The classical IOPD, early manifestations of muscle weakness are often seen, and also the cardiomyopathy or cardiac hypertrophy[15]. While in this case the patient was first hospitalized just for jaundice, without more accompanying symptoms at the age of her 25 d, no muscle weakness nor hypotonia. The Neonatal jaundice, as we all know, refers to the neonatal period, caused by abnormal bilirubin metabolism, which could be presented as a typical high blood bilirubin level, appearance of skin and/or mucous membrane and/or scleral yellow staining[16]. Also, the neonatal jaundice is divided into physiological and pathological types. For the pathological one, with a longer duration, usually occurs 24 h after birth, and lasts for more than 2 wk, or 4 wk among premature infants, the daily serum bilirubin rises by more than 5 mg/dL or > 0.5 mg/dL per hour. Accompanying the pathological jaundice is not much reported, whether the disorder of glycogen metabolism is potentially associated with disorders of metabolism is unknown, or in this case the accompanying is just a coincidence, needs further exploration among larger sample size of similar patients[17-19]. Apart from the above, the patient also obtained a higher level for ALT, AST and γ-GT, together with the abnormal higher level for DB, IB and TBA, which are typical symptoms in jaundice, all suggested potential abnormal for liver function. However the potential association between the jaundice and Pompe is also unknown and needs further exploration[20,21].

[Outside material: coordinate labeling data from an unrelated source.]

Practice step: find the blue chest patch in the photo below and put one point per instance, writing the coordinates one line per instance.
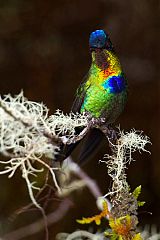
(115, 84)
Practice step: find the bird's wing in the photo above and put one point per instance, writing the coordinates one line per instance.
(80, 95)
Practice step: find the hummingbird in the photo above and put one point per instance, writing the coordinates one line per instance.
(103, 92)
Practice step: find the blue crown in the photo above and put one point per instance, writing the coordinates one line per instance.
(98, 39)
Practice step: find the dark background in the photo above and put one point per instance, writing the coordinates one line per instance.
(44, 51)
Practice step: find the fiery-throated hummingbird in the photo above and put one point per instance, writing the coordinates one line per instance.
(103, 92)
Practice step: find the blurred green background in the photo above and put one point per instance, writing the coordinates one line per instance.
(44, 51)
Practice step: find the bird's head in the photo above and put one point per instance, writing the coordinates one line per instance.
(99, 39)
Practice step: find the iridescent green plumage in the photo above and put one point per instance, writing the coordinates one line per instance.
(102, 93)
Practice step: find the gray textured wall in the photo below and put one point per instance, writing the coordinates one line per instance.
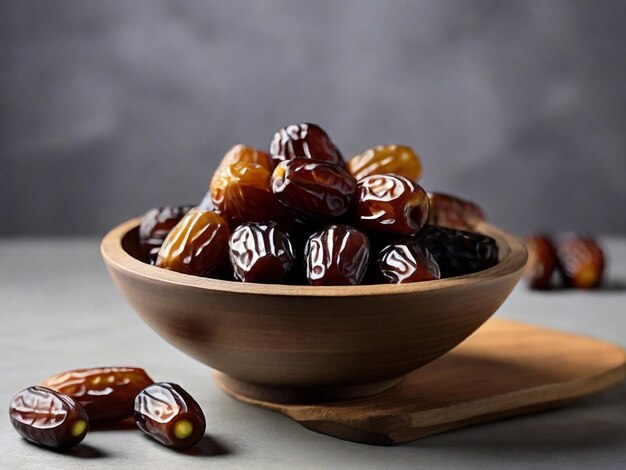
(110, 107)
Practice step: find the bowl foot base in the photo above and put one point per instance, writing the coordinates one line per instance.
(285, 395)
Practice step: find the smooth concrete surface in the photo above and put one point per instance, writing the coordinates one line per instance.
(59, 310)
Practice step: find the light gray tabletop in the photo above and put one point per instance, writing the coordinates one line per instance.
(59, 310)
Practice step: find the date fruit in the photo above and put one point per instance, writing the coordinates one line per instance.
(154, 227)
(170, 415)
(581, 261)
(542, 262)
(406, 261)
(197, 245)
(313, 189)
(48, 418)
(241, 193)
(453, 212)
(458, 252)
(336, 255)
(243, 153)
(260, 252)
(398, 159)
(391, 203)
(304, 141)
(106, 393)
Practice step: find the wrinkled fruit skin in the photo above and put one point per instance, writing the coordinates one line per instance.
(241, 193)
(458, 252)
(243, 153)
(398, 159)
(406, 261)
(162, 410)
(106, 393)
(154, 227)
(542, 262)
(454, 212)
(336, 255)
(581, 261)
(48, 418)
(391, 203)
(313, 189)
(197, 245)
(260, 252)
(306, 141)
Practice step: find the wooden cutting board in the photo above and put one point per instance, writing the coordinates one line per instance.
(504, 369)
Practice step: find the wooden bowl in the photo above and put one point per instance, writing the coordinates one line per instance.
(304, 343)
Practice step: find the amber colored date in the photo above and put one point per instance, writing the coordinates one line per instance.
(48, 418)
(243, 153)
(241, 193)
(581, 261)
(154, 227)
(304, 141)
(197, 245)
(406, 261)
(391, 203)
(398, 159)
(167, 413)
(542, 262)
(106, 393)
(261, 252)
(312, 189)
(336, 255)
(454, 212)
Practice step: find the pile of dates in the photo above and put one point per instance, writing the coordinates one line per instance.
(57, 414)
(578, 260)
(301, 214)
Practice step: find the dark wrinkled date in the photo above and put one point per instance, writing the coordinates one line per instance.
(48, 418)
(406, 261)
(313, 189)
(154, 227)
(304, 141)
(336, 255)
(170, 415)
(391, 203)
(260, 252)
(454, 212)
(106, 393)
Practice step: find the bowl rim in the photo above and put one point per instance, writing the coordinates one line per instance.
(512, 251)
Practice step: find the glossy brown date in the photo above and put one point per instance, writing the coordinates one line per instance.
(454, 212)
(304, 140)
(261, 252)
(542, 262)
(106, 393)
(48, 418)
(241, 193)
(581, 261)
(154, 227)
(406, 261)
(398, 159)
(197, 245)
(170, 415)
(336, 255)
(313, 189)
(243, 153)
(391, 203)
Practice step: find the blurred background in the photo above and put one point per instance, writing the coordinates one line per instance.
(110, 108)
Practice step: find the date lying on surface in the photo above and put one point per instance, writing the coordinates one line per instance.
(170, 415)
(48, 418)
(106, 393)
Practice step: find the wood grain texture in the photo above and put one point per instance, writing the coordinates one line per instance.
(504, 369)
(354, 340)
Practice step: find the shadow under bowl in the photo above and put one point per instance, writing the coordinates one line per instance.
(288, 343)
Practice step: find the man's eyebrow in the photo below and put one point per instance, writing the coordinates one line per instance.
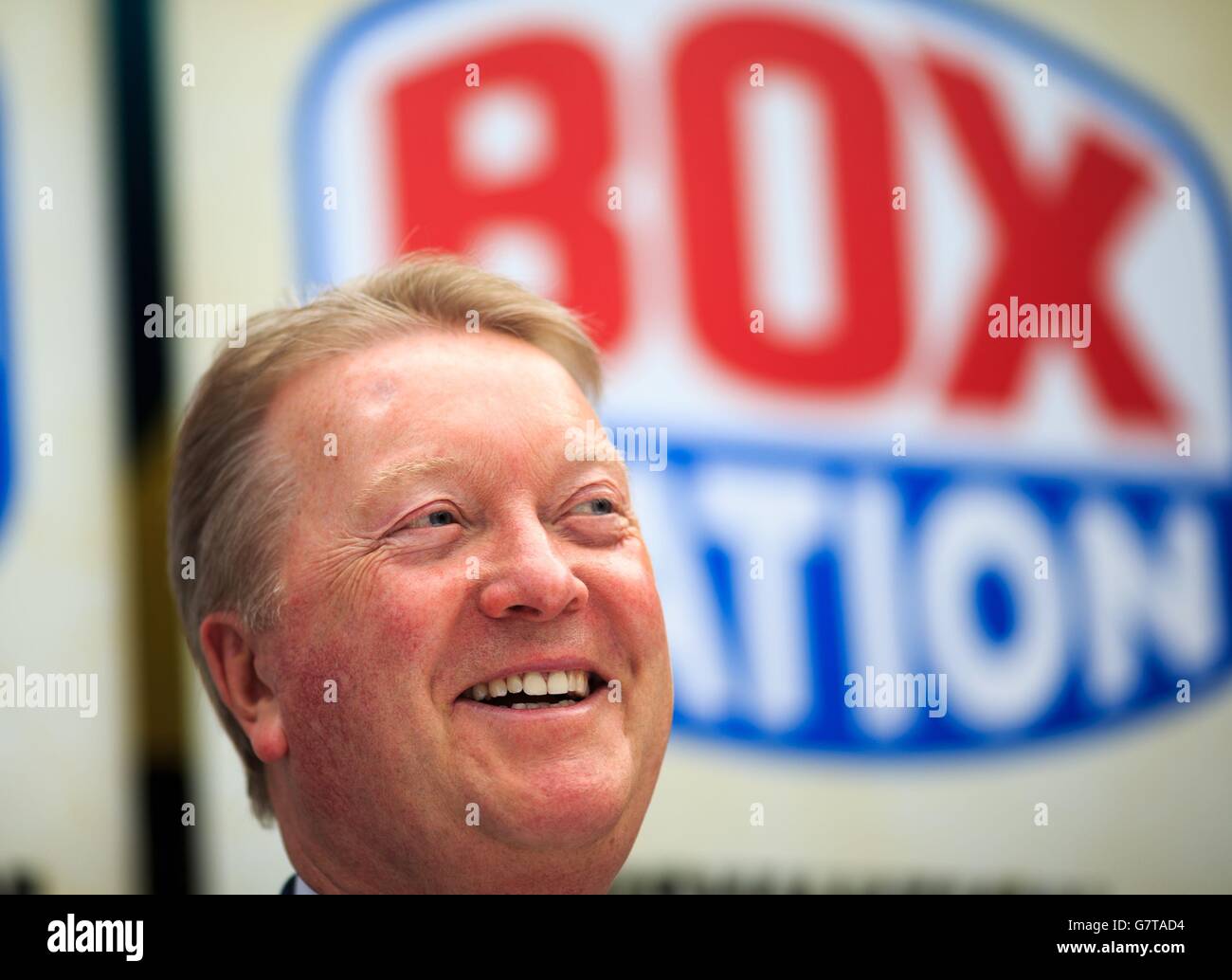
(399, 472)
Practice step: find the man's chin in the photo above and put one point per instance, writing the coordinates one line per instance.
(568, 804)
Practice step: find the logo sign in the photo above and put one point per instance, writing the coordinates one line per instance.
(932, 312)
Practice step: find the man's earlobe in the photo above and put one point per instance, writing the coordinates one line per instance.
(226, 647)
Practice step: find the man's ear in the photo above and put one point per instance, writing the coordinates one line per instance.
(228, 651)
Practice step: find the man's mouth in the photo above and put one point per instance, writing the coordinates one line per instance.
(534, 689)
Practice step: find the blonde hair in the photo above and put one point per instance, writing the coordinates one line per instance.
(230, 491)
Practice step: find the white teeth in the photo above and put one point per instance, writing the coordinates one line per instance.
(534, 683)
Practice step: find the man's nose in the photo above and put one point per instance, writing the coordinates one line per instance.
(529, 578)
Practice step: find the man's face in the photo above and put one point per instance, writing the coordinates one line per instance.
(447, 542)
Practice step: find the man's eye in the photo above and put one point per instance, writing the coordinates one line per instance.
(604, 505)
(432, 519)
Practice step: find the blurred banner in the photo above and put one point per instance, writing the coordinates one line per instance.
(916, 327)
(68, 782)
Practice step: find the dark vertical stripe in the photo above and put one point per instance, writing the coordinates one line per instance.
(142, 274)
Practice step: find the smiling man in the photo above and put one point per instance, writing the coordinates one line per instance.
(431, 632)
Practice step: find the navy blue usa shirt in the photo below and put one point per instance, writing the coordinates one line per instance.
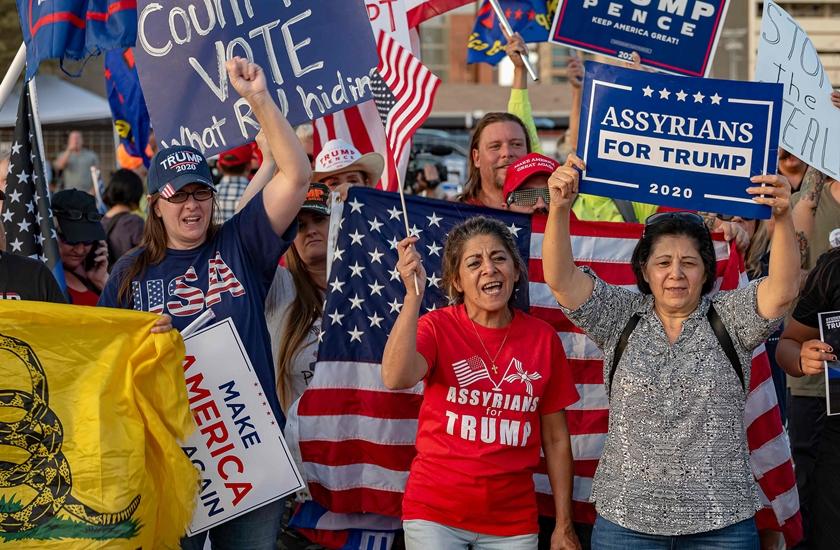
(230, 273)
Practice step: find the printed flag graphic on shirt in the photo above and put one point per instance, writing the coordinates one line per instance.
(27, 218)
(357, 438)
(74, 29)
(423, 10)
(128, 106)
(530, 18)
(93, 407)
(404, 91)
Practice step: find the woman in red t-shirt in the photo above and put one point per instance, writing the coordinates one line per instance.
(496, 383)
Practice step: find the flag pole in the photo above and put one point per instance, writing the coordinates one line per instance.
(503, 22)
(11, 76)
(405, 221)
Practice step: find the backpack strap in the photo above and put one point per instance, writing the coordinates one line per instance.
(625, 208)
(726, 343)
(622, 343)
(720, 331)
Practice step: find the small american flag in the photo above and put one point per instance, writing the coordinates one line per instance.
(470, 371)
(423, 10)
(27, 218)
(404, 91)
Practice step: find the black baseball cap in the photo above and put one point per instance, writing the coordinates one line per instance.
(178, 166)
(77, 216)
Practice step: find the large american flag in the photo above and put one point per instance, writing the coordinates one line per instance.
(404, 92)
(27, 218)
(357, 438)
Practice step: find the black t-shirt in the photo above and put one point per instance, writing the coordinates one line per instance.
(821, 291)
(23, 278)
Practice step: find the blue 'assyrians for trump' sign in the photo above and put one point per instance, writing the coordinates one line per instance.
(317, 58)
(689, 143)
(676, 36)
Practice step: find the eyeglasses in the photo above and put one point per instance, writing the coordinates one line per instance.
(200, 195)
(528, 197)
(78, 215)
(690, 217)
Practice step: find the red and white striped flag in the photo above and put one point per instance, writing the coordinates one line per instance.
(422, 10)
(357, 438)
(404, 91)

Poor prognosis is the top challenge in clinical and research fields concerning with Pompe disease. reslGAA in children with IOPD results in almost or complete loss of their exercise capacity, and severe symptoms usually appear within a few months after birth for the sake of cardiac insufficiency, respiratory failure and other manifestations[5]. Most of the sick children’s surviving time is no longer than 1 year. However, using reorganized human GAA (rhGAA) or by the adopting of ERT can achieve an extending of lifetime. Moreover, the early diagnosis and early treatment is the key to the ideal therapeutic effect[22]. And in this case, good prognosis was found after 12-mos’ follow-up, which may owe to early diagnosis and treatment.

CONCLUSION

In general, the case at 25 d after birth due to jaundice came to the outpatient clinic, with no muscle weakness, no feeding difficulties, nor dyspnea or other clinical manifestations. During routine examinations, CK was found to be abnormally high and ECG showed left and right ventricular hypertrophy. Further echocardiography confirmed left and right ventricular hypertrophy. Therefore, considering the possibility of Pompe disease, improving genetic and enzymatic testing, and confirming Pompe disease, enzymology is the key of the diagnosis. The activity of GAA in peripheral blood leukocytes of this child was 0.7 nmol/(mg protein.hr) in this case. The case represents an unusual presentation of glycogen accumulation syndrome Type II without obvious skeletal muscle involvement, and with novel inherited pathogenic heterozygous variants in the GAA gene. Moreover, the patient has obtained a very good prognosis under ERT.